Financiamento coletivo permite investir em empreendimento em wood frame

8 de Janeiro de 2018

Tecverde e FormaNova se unem à URBE.ME, plataforma que utiliza o conceito de crowdfunding, para viabilizar investimentos imobiliários a partir de mil reais

Quer investir em um empreendimento construído em wood frame? A URBE.ME, uma plataforma on-line baseada no conceito de financiamento coletivo – o chamado crowdfunding – está captando recursos para um projeto da Tecverde e FormaNova. Os investimentos podem ser feitos a partir de mil reais, até o dia 11 de janeiro, exclusivamente pela internet.

A proposta de investimento é para o empreendimento TERRA BRASILIS, em Marília, São Paulo, considerada uma das melhores cidades para se investir em imóveis segundo o ranking da Prospecta P2i.

De acordo com informações do site da URBE.ME, os projetos disponibilizados na plataforma possuem rentabilidade que vão de garantias mínimas de 110% do CDI a ganhos de até 20% ao ano. A projeção de rentabilidade indicada para o empreendimento Terra Brasilis pode variar de 13 a 15.1% ao ano com um retorno em 24 meses. Com um investimento de R$ 1.000,00, por exemplo, o resultado no final do projeto seria de R$ 1.601,61 contra R$ 1.316,53 no CDI e R$ 1.211,36 na poupança. Até o dia 8 de janeiro, o site indicava que 37% das cotas estavam disponíveis. O empreendimento participa do Programa Minha Casa Minha Vida e conta com financiamento da Caixa Econômica Federal, atraindo público da faixa 1,5 do Programa.
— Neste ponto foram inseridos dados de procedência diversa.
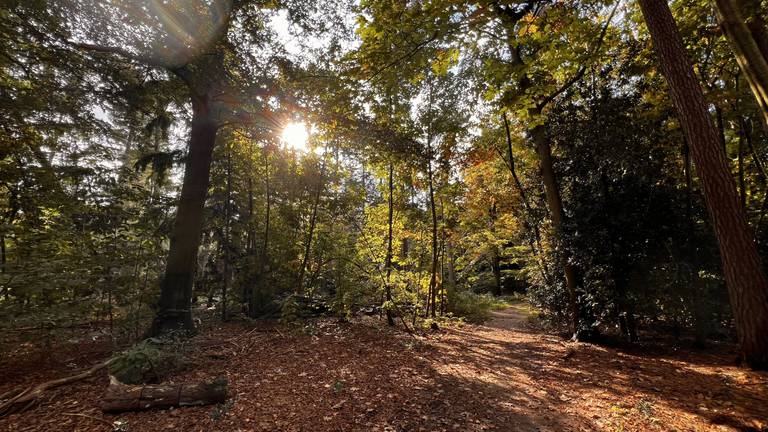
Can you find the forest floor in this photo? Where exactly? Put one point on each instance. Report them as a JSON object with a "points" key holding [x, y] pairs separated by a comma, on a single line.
{"points": [[502, 376]]}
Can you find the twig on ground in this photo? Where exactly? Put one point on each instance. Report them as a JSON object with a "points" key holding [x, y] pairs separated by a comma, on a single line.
{"points": [[106, 422]]}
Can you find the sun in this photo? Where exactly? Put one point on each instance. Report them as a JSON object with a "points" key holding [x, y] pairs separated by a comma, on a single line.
{"points": [[295, 136]]}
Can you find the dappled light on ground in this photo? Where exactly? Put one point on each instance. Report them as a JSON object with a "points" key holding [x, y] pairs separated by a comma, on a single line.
{"points": [[502, 376]]}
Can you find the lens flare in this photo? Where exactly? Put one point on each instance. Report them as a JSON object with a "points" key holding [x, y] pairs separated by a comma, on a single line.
{"points": [[296, 136]]}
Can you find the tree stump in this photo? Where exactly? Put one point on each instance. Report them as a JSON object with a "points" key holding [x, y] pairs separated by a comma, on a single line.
{"points": [[120, 397]]}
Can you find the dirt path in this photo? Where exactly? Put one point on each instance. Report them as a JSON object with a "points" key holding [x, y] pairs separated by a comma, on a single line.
{"points": [[530, 381], [502, 376]]}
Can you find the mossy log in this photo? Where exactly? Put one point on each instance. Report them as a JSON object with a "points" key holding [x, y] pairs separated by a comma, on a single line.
{"points": [[121, 397]]}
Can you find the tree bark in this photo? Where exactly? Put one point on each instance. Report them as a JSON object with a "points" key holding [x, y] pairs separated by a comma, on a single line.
{"points": [[747, 285], [121, 397], [555, 203], [388, 259], [749, 56], [433, 275], [174, 307], [311, 233]]}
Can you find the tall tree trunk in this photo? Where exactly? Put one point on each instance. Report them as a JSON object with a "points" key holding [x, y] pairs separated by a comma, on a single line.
{"points": [[751, 59], [388, 259], [742, 183], [433, 275], [174, 307], [747, 285], [535, 243], [311, 233], [555, 202], [227, 235]]}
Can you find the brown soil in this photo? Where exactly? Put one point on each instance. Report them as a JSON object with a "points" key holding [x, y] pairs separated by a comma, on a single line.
{"points": [[502, 376]]}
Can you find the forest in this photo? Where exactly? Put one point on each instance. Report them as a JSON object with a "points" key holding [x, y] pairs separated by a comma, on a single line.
{"points": [[383, 215]]}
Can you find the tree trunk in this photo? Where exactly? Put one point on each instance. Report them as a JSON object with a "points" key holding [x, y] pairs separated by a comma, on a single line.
{"points": [[388, 259], [747, 285], [121, 397], [227, 235], [311, 233], [174, 307], [749, 56], [555, 202], [742, 183], [433, 276]]}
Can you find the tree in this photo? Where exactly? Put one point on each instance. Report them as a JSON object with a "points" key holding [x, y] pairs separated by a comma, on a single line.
{"points": [[747, 285]]}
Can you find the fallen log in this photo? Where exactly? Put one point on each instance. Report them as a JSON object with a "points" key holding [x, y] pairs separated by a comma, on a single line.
{"points": [[121, 397], [20, 400]]}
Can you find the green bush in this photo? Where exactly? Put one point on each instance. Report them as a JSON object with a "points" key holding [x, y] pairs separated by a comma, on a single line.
{"points": [[145, 362], [475, 308]]}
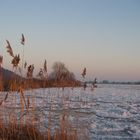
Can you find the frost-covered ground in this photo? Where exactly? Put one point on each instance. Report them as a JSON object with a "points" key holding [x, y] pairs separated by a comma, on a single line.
{"points": [[107, 112]]}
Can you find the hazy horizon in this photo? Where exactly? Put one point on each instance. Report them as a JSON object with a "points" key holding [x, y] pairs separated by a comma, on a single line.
{"points": [[101, 35]]}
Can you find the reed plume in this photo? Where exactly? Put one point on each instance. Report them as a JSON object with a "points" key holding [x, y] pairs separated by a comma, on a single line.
{"points": [[84, 73], [25, 65], [9, 49], [22, 39], [45, 66], [1, 59], [30, 71], [15, 60]]}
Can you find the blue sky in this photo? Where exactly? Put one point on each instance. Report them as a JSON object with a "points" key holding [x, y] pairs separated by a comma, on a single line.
{"points": [[101, 35]]}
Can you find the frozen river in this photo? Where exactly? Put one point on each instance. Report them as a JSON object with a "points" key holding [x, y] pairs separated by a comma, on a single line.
{"points": [[107, 112]]}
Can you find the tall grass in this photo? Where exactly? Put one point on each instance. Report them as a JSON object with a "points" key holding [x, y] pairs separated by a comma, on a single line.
{"points": [[16, 127]]}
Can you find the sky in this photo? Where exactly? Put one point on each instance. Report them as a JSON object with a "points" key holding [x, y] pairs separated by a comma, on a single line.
{"points": [[101, 35]]}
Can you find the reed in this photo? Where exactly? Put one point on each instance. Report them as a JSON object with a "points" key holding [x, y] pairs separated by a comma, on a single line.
{"points": [[17, 127]]}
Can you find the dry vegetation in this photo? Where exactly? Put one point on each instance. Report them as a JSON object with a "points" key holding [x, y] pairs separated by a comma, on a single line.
{"points": [[13, 129]]}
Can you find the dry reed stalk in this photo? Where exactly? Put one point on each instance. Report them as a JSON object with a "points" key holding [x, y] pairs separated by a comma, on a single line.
{"points": [[9, 49]]}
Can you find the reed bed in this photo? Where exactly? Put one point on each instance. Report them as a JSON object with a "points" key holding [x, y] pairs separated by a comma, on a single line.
{"points": [[17, 127]]}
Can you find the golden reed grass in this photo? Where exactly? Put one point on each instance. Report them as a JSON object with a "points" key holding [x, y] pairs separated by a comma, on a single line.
{"points": [[15, 130]]}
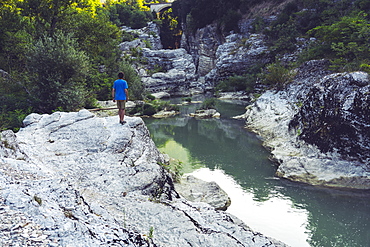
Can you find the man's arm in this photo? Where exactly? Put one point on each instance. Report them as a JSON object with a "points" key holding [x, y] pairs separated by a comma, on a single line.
{"points": [[126, 92]]}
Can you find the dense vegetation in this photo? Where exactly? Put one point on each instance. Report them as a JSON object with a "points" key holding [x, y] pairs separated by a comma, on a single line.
{"points": [[62, 54]]}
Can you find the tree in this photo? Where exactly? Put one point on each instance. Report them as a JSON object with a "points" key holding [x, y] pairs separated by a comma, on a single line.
{"points": [[59, 70], [346, 42]]}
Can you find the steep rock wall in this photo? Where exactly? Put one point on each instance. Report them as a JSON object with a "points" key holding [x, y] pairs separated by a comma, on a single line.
{"points": [[316, 128]]}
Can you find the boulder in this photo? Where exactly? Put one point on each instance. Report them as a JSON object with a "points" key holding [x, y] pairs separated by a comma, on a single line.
{"points": [[74, 179], [237, 54], [179, 70], [197, 190], [317, 129]]}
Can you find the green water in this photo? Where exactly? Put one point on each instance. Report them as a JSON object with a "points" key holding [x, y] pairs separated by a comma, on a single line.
{"points": [[223, 151]]}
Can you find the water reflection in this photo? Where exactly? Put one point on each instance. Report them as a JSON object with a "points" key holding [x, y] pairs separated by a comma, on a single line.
{"points": [[223, 151], [276, 217]]}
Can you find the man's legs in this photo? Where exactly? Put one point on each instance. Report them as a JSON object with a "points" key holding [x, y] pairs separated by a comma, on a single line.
{"points": [[121, 114], [121, 104]]}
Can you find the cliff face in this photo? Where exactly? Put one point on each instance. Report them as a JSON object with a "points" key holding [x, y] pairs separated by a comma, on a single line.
{"points": [[317, 128], [73, 179]]}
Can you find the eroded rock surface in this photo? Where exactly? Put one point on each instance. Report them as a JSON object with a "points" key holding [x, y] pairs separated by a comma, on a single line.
{"points": [[317, 128], [73, 179]]}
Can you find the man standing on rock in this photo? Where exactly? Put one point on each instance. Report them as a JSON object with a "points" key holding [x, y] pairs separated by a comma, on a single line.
{"points": [[120, 94]]}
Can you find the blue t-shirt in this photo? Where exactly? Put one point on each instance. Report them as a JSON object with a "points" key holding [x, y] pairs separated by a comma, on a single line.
{"points": [[119, 86]]}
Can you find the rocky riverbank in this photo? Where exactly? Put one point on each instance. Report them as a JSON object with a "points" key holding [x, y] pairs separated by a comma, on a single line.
{"points": [[318, 127], [74, 179]]}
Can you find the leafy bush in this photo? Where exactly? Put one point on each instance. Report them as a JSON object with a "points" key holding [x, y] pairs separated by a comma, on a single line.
{"points": [[346, 42], [59, 72]]}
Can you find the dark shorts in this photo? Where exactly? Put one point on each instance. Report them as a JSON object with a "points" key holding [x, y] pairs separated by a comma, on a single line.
{"points": [[121, 104]]}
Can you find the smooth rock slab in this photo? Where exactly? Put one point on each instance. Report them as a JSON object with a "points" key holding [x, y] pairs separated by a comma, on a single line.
{"points": [[88, 181]]}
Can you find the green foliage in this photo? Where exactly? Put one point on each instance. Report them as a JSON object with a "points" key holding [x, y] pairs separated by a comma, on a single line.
{"points": [[123, 14], [199, 13], [12, 119], [59, 72], [346, 42]]}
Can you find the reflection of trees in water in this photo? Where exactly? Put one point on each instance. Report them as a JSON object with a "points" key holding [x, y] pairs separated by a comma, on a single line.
{"points": [[220, 144], [336, 218]]}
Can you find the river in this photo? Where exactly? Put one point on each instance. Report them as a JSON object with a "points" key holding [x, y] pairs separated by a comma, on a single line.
{"points": [[222, 150]]}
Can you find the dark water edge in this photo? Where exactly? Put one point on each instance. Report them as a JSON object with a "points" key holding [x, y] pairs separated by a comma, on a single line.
{"points": [[297, 214]]}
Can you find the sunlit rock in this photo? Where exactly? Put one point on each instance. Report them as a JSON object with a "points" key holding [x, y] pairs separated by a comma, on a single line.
{"points": [[74, 179], [317, 129], [197, 190]]}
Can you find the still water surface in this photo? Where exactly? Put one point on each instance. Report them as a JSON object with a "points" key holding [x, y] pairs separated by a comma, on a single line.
{"points": [[222, 150]]}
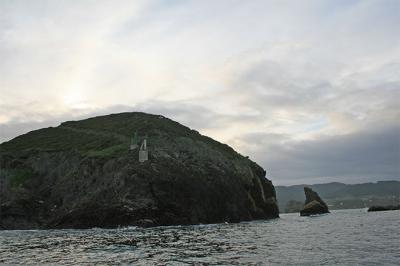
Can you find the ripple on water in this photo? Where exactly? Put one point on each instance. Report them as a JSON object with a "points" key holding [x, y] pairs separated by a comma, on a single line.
{"points": [[346, 237]]}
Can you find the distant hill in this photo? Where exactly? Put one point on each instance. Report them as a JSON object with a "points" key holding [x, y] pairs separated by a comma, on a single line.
{"points": [[341, 196]]}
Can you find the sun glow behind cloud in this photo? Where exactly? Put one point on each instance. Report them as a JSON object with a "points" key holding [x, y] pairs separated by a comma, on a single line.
{"points": [[284, 72]]}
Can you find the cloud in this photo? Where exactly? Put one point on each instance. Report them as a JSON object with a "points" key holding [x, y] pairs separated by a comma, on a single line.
{"points": [[270, 78], [357, 157]]}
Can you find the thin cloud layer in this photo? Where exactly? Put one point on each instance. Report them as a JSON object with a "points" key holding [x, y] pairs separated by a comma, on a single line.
{"points": [[309, 89]]}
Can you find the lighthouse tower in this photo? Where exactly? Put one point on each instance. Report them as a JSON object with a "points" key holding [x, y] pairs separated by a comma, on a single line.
{"points": [[143, 152]]}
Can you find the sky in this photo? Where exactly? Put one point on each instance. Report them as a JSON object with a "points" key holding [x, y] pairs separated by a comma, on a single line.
{"points": [[310, 90]]}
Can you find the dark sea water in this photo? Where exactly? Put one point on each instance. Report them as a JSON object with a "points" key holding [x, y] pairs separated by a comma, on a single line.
{"points": [[346, 237]]}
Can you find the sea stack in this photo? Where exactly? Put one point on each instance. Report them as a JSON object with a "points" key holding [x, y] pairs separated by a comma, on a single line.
{"points": [[314, 204], [91, 173]]}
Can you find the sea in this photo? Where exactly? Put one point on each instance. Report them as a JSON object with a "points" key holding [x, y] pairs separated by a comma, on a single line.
{"points": [[343, 237]]}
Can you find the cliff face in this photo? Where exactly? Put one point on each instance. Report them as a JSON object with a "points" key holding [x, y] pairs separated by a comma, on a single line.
{"points": [[82, 175], [314, 204]]}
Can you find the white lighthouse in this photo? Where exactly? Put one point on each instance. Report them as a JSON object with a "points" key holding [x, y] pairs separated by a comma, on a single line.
{"points": [[143, 152]]}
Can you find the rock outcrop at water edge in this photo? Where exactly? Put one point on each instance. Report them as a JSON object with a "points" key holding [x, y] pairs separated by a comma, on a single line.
{"points": [[313, 204]]}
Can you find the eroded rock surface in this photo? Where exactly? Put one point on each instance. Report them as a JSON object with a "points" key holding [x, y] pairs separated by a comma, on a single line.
{"points": [[313, 204], [82, 174]]}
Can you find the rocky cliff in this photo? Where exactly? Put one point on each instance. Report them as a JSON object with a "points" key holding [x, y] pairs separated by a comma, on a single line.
{"points": [[82, 174], [314, 204]]}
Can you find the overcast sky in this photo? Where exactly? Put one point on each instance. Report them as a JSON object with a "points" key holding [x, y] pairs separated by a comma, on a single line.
{"points": [[308, 89]]}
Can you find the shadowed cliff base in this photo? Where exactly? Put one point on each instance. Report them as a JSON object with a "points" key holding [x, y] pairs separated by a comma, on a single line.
{"points": [[82, 174]]}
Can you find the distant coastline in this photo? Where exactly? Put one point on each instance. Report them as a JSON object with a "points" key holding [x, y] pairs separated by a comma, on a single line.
{"points": [[341, 196]]}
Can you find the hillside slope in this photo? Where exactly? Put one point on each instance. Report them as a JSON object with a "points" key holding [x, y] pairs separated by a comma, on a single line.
{"points": [[82, 174]]}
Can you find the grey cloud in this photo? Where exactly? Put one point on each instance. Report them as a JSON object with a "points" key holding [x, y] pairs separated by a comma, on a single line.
{"points": [[361, 156]]}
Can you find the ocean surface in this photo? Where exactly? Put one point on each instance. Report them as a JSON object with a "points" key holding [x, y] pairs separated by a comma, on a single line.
{"points": [[345, 237]]}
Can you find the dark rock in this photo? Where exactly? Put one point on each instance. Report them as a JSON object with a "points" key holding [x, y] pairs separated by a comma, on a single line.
{"points": [[314, 204], [383, 208], [82, 174]]}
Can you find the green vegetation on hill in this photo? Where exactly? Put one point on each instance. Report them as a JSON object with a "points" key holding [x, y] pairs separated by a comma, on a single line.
{"points": [[83, 175], [109, 135]]}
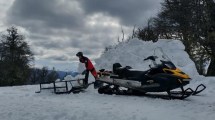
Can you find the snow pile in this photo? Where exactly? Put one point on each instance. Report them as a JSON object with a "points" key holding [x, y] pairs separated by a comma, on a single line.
{"points": [[133, 52]]}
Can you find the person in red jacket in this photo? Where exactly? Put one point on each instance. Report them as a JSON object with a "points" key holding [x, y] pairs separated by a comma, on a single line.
{"points": [[89, 67]]}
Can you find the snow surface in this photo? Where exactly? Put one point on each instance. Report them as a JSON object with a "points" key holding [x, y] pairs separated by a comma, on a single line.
{"points": [[22, 103]]}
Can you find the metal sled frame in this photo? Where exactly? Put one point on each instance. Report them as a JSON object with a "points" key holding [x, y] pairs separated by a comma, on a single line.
{"points": [[74, 89]]}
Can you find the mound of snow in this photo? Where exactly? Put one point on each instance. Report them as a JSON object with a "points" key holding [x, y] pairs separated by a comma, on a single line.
{"points": [[133, 52]]}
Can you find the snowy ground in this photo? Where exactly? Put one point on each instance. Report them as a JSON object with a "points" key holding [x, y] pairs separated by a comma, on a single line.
{"points": [[22, 103]]}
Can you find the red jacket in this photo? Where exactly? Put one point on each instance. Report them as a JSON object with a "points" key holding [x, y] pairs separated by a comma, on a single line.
{"points": [[88, 64]]}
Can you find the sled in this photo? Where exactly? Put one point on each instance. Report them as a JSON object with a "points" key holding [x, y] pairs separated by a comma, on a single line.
{"points": [[64, 86]]}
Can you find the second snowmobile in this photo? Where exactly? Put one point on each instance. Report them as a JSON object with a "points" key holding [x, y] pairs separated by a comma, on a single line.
{"points": [[163, 77]]}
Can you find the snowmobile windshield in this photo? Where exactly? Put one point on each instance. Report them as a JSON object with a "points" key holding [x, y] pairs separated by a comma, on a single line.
{"points": [[168, 64], [162, 59]]}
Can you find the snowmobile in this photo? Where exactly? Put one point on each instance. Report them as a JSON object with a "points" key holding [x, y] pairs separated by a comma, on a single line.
{"points": [[162, 77]]}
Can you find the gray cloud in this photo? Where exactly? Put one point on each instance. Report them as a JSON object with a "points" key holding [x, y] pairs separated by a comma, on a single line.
{"points": [[58, 28], [44, 13], [130, 12]]}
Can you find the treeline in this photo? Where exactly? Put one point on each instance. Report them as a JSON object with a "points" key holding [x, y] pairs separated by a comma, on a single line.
{"points": [[192, 22], [16, 62]]}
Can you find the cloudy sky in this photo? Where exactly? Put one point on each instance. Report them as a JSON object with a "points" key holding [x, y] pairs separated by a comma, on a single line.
{"points": [[57, 29]]}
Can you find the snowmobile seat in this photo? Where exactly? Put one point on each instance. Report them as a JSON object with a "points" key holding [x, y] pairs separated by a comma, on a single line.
{"points": [[127, 72]]}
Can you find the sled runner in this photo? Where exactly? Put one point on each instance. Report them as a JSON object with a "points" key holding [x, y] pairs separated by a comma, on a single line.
{"points": [[162, 77], [62, 87]]}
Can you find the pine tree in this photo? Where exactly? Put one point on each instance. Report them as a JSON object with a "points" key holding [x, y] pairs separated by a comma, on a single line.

Segundo a plataforma, o único custo envolvido na operação é o imposto de renda com alíquota de 15% sobre o ganho de capital, retido diretamente na fonte. No site está disponível um estudo de viabilidade econômico-financeira do projeto, o alvará da obra, além de outros documentos sobre o empreendimento e as empresas envolvidas. Após a oferta, os investidores continuam recebendo relatórios trimestrais com informações sobre o andamento das obras, as unidades vendidas e o preço de venda. O investidor se torna um credor – e não sócio – do empreendimento, o que garantiria, no caso de insolvência da incorporadora, a possibilidade de reaver o valor investido. O modelo é regulado pela Comissão de Valores Mobiliários (CVM), órgão regulador do mercado de capitais. Caso o valor mínimo para viabilizar o empreendimento não seja atingido, o valor investido será retornado para os investidores, corrigido pela poupança no período, diretamente na conta cadastrada.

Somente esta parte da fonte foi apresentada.